異世界のアフレクションネクロマンサー222
一体誰が、立ち入り禁止区域に入り込んでいるのか?それに外国の言語?
同盟国の人間なら、日本に入国する事は問題無く出来るが、
『折角、英雄に会えたと思ってワクワクしたのですが……とんだ肩透かしですね』
特別な許可が無い限りでは、ここには自国民すら入れない。
溜息交じりに、何かを喋っている方に振り返ると、
「な…何なんだ!!お前は!?」
影でいる事で何とか、ユラユラと形を形成している森羅万象の影とは違い、しっかりとした立ち姿で、考える人のように腕を組んで、自分達の方を間違い無く見ている。
「こいつは…生霊か?」
霊能者達を品定めをする人影、明らかに今まで遭遇して来た影とは違う。
人影は、自分達と同じように思考し、同じように振舞い……
『…あぁ失礼致しました。私はあなた達の世界の魂と融合しているから言葉が分かりますが…………これでいかがでしょうか?」
ニヤリと笑って感情をみせた時、
「なっ…何なんだこれ?」
礼人の背中にも、一陣の悪寒がゾッと吹く。
先程までは、遺された記憶を見ていたから、どこか遠く薄く見ていたものが、
「私の世界の言葉で話し掛けてしまった失礼を詫びる上で、もう一度、あなた達の世界の言葉で問いましょう。
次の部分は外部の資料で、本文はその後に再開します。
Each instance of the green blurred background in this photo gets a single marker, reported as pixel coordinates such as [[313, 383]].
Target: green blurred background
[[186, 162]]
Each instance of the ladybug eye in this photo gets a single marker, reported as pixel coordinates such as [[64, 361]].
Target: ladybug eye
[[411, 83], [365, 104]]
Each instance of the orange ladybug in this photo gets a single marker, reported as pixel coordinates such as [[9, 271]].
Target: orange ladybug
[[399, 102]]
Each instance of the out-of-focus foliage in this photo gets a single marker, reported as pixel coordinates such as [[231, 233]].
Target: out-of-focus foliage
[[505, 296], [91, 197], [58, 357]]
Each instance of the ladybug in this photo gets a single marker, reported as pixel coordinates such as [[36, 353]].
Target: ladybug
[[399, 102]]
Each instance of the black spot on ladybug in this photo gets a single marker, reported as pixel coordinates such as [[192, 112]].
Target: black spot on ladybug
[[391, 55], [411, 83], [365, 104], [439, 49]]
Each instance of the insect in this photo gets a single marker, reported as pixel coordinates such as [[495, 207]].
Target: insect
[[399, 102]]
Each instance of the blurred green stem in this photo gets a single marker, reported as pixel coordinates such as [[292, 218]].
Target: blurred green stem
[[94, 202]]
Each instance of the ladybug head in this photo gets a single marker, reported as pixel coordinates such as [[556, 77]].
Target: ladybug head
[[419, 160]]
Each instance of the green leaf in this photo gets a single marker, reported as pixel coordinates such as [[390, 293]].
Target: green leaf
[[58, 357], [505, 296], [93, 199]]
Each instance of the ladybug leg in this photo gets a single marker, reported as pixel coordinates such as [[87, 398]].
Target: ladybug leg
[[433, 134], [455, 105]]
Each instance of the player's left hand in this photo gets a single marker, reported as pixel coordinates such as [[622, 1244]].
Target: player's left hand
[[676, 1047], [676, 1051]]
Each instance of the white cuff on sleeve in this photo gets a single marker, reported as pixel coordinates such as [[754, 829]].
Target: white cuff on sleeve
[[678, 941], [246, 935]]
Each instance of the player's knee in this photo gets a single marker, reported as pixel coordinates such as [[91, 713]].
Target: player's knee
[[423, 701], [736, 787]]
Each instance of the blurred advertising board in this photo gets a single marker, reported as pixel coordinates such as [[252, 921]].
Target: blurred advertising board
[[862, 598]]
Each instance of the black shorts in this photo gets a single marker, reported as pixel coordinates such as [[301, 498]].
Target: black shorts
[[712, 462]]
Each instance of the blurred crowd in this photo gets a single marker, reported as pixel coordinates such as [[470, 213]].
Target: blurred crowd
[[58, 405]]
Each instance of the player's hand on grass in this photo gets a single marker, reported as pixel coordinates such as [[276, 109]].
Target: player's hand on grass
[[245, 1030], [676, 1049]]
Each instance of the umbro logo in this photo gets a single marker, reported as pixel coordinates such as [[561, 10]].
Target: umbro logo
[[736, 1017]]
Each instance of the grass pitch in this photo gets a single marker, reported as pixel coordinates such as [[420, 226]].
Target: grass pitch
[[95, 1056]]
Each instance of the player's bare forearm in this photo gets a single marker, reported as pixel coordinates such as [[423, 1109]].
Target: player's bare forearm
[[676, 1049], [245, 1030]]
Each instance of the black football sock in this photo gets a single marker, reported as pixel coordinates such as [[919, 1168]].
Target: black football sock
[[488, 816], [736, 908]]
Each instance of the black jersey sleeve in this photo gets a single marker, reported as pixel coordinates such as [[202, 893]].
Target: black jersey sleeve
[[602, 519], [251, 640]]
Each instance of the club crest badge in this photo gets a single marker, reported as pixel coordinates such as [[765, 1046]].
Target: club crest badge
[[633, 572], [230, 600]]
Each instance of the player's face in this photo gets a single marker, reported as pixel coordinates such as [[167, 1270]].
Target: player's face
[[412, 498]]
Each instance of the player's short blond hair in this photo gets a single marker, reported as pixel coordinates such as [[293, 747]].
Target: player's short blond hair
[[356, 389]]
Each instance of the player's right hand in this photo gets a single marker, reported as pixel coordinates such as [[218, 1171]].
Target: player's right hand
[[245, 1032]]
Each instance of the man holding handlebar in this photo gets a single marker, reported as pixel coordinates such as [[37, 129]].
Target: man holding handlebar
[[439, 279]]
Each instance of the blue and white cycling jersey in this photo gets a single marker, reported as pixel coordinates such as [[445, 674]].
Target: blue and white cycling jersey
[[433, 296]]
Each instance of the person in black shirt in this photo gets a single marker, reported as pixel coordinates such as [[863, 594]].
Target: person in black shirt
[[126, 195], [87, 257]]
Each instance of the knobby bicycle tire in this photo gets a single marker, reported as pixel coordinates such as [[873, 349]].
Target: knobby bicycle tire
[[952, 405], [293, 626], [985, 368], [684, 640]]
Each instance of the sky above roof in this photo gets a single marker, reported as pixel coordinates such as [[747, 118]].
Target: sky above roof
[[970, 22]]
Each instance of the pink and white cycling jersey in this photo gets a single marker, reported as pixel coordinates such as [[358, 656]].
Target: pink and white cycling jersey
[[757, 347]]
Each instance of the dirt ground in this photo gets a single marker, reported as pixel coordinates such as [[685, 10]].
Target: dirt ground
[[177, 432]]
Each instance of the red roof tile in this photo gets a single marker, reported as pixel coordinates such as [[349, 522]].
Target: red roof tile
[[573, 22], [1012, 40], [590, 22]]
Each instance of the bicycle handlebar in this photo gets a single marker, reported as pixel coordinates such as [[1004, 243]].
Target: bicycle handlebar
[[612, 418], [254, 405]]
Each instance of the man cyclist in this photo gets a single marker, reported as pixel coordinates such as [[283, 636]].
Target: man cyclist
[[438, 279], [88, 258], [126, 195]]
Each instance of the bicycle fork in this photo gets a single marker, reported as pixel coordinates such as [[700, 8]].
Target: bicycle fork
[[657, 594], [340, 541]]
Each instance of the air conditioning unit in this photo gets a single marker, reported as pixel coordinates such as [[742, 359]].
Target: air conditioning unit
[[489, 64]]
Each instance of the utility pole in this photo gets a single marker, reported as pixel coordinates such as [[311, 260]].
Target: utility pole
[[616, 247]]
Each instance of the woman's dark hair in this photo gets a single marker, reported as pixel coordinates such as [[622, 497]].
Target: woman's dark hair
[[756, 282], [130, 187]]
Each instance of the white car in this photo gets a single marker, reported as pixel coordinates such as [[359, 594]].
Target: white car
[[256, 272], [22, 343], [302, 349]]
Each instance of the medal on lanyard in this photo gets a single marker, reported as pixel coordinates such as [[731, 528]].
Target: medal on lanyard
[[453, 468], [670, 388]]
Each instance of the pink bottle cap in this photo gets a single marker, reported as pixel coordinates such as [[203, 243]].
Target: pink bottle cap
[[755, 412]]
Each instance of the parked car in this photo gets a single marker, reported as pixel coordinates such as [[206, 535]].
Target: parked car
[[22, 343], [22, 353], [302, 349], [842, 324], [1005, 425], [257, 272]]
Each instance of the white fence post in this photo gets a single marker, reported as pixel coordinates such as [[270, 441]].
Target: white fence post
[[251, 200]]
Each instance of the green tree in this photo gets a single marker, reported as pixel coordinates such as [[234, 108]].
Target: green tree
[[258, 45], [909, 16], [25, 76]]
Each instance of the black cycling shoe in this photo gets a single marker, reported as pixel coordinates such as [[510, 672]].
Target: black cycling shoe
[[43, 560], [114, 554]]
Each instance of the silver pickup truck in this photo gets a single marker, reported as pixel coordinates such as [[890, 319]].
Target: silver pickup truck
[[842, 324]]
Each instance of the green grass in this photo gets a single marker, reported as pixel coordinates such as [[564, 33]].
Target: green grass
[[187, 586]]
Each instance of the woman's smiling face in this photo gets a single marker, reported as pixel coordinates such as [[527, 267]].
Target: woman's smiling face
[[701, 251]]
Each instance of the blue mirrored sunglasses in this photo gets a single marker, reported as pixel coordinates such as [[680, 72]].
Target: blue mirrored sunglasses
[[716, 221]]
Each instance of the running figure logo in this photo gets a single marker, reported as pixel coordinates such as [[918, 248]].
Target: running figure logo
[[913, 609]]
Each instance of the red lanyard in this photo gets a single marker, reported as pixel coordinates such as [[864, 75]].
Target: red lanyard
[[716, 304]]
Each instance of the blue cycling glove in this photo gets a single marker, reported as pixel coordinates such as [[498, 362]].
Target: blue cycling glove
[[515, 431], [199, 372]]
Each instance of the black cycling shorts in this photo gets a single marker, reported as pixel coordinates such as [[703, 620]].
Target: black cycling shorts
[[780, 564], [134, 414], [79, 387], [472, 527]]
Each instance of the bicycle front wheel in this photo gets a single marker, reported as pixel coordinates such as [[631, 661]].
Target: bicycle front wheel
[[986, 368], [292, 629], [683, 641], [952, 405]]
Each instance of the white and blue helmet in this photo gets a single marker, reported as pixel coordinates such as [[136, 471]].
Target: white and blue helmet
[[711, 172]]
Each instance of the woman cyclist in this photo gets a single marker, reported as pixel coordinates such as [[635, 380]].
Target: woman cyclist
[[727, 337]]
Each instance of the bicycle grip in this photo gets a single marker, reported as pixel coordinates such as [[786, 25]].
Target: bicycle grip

この世界のアフレクションネクロマンサーはこの程度なのですか?それとも、あなた達はアフレクションネクロマンサーではないのでしょうか?」
まるで自分のすぐ側で、自分もこの時の当事者のように引き摺り込まれていく。
「アフレクションネクロマンサー……?何だそれは?」
霊能者達は、たった一人で荒野に立つ人影に臨戦態勢をとりながらも、栄華をおぶっている霊能者はヒッソリと後ろに下がって距離を取ろうとしたが、
「…その子供がアフレクションネクロマンサーですか?」
人影は、何十人といる中での、たった一人の少し違った動作に機敏に反応する。
「違う!!この子は非戦闘員だ!!」
静かに、バレないように下がっていた霊能者は、自分の方に意識を向けら事で反射的に、栄華を守るように大きな声を上げると、
「そうですか…そうですよね。もしもアフレクションネクロマンサーなら、あの程度の窮地どうとでもしますもんね」
人影も、栄華が非戦闘員だという事に、なんら反論する事無く同意してくれる。